Die Rechtsanalystin von MS NOW, Lisa Rubin, diskutierte diese Entwicklungen während eines Gesprächs am Freitagnachmittag mit Moderatorin Chris Jansing und argumentierte, dass die Erklärung des DOJ aus der Trump-Ära angesichts der „pikanten" Vorwürfe in den Akten nicht überzeugt.

„In Bezug auf diese Trump-Anklägerin", sagte Rubin zu Jansing, „beschreibt sie nun in diesen Dokumenten, wie sie Donald Trump kennengelernt hat – den Übergriff, den sie nach eigenen Angaben durch ihn erlebt hat. Und vielleicht am wichtigsten von allem verstehen wir jetzt, warum das FBI möglicherweise im Oktober 2019 aufgehört hat, mit ihr zu sprechen. Diese Frau sagte dem FBI, dass sie verstanden habe, dass die Verjährungsfristen in Bezug auf ihre Vorwürfe gegen Jeffrey Epstein und Donald Trump längst abgelaufen seien.

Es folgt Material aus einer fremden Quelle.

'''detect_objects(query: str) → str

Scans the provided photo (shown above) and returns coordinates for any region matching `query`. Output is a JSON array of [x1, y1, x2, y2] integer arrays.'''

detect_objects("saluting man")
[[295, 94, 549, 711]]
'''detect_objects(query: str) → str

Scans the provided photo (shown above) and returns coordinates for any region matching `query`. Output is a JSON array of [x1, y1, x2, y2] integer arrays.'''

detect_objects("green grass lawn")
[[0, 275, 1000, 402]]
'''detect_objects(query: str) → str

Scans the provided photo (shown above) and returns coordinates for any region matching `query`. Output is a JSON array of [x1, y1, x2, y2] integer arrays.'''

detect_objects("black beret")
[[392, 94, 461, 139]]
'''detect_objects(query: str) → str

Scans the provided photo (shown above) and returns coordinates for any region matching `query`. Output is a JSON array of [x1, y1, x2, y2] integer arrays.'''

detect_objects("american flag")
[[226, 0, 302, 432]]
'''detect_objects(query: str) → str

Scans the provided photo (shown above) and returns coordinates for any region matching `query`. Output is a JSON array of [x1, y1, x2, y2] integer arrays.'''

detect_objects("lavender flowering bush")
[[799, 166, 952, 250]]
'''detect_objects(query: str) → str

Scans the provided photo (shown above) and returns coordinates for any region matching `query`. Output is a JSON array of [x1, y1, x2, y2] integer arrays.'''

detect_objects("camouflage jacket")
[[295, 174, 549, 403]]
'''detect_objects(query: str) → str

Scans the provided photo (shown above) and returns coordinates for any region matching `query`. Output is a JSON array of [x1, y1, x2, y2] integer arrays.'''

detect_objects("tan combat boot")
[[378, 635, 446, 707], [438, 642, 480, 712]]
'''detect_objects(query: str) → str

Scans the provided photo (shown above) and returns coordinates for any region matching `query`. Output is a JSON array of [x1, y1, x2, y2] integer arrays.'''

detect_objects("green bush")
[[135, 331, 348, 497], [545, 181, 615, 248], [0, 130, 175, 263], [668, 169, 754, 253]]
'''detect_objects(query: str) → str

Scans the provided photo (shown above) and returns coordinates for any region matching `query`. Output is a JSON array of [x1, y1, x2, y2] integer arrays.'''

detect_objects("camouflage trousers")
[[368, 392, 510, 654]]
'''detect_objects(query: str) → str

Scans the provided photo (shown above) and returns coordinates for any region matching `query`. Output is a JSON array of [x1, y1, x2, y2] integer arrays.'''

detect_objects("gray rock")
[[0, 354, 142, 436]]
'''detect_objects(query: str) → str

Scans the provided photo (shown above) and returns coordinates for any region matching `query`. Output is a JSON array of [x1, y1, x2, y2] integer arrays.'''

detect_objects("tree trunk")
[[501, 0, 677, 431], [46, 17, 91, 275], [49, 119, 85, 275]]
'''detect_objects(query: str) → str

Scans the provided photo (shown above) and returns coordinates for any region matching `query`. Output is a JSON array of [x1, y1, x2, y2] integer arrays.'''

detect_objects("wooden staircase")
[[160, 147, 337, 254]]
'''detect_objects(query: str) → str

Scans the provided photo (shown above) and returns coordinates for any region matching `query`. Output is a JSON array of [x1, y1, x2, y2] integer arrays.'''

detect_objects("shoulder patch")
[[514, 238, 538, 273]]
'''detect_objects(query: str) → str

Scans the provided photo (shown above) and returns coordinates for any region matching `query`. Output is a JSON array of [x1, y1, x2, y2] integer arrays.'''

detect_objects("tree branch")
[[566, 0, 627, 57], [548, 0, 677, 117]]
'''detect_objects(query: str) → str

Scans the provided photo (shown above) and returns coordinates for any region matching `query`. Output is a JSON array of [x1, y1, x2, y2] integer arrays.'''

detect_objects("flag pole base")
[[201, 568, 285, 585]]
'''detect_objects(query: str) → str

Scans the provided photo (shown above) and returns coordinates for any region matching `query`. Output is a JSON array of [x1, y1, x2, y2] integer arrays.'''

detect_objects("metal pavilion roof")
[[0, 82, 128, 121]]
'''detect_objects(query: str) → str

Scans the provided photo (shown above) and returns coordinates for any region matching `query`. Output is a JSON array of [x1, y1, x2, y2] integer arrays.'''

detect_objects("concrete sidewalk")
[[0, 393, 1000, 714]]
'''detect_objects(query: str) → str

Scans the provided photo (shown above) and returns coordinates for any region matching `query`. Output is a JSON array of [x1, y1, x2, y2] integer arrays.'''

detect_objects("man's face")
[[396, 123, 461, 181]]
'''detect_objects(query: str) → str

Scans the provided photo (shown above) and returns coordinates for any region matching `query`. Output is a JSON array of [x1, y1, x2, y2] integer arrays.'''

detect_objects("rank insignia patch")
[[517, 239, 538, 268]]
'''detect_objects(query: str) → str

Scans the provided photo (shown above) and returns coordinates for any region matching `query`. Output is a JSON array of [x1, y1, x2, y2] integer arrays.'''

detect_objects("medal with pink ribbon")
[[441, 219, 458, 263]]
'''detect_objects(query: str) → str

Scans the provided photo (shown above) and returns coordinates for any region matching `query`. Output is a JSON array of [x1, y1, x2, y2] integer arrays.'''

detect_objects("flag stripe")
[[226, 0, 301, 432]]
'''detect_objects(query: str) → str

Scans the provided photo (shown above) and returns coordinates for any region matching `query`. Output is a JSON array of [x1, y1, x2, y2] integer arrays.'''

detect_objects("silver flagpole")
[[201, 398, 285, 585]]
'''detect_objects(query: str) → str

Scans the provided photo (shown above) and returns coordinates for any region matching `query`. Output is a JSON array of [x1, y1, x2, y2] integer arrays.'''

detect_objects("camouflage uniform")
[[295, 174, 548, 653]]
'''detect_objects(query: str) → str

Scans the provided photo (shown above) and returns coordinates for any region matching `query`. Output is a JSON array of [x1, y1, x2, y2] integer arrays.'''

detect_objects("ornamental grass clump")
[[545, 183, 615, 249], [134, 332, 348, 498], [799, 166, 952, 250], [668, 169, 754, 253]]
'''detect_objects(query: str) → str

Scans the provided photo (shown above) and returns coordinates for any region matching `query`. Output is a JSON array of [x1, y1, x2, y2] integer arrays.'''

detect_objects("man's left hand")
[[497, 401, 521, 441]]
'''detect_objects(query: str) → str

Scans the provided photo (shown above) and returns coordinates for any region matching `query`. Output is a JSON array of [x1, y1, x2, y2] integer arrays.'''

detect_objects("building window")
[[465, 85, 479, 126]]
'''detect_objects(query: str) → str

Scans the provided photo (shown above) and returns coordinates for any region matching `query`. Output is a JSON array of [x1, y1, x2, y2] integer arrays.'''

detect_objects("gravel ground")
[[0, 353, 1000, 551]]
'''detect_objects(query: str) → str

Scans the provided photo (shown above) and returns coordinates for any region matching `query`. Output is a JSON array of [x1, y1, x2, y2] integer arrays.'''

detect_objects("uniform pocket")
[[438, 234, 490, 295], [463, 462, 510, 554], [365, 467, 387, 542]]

Und deshalb sagte sie zu ihnen: Was ist der Sinn, Ihnen weitere Details zu geben?"

Jansing fragte Rubin, ob „wir wissen, warum" die betreffenden DOJ-Akten „gerade veröffentlicht werden" – worauf sie antwortete: „Nein. Ich meine, ich kann Ihnen sagen, was das Justizministerium gesagt hat."

„Die öffentliche Erklärung des Justizministeriums lautet, dass es sich um Dokumente handelt, die während ihres Überprüfungs- und Produktionsverfahrens versehentlich als Duplikate gekennzeichnet wurden", sagte Rubin zu Jansing. „Angesichts einiger der hier erhobenen Vorwürfe ist mir jedoch unklar, ob dies eine plausible oder gar wahrheitsgemäße Erklärung ist. Wie Sie und ich vor Beginn des Segments besprochen haben, gibt es in einigen dieser anderen neuen Dokumente Vorwürfe, die andere öffentliche Personen betreffen."

Die Rechtsanalystin von MS NOW fuhr fort: „Das heißt nicht, dass die vorgelegten Akten keine Vorwürfe gegen öffentliche Personen enthalten. Aber angesichts der anschaulichen Natur einiger dieser Vorwürfe und wie pikant sie sind, scheint dies auch nicht die Geschichte dessen zu sein, was tatsächlich passiert ist."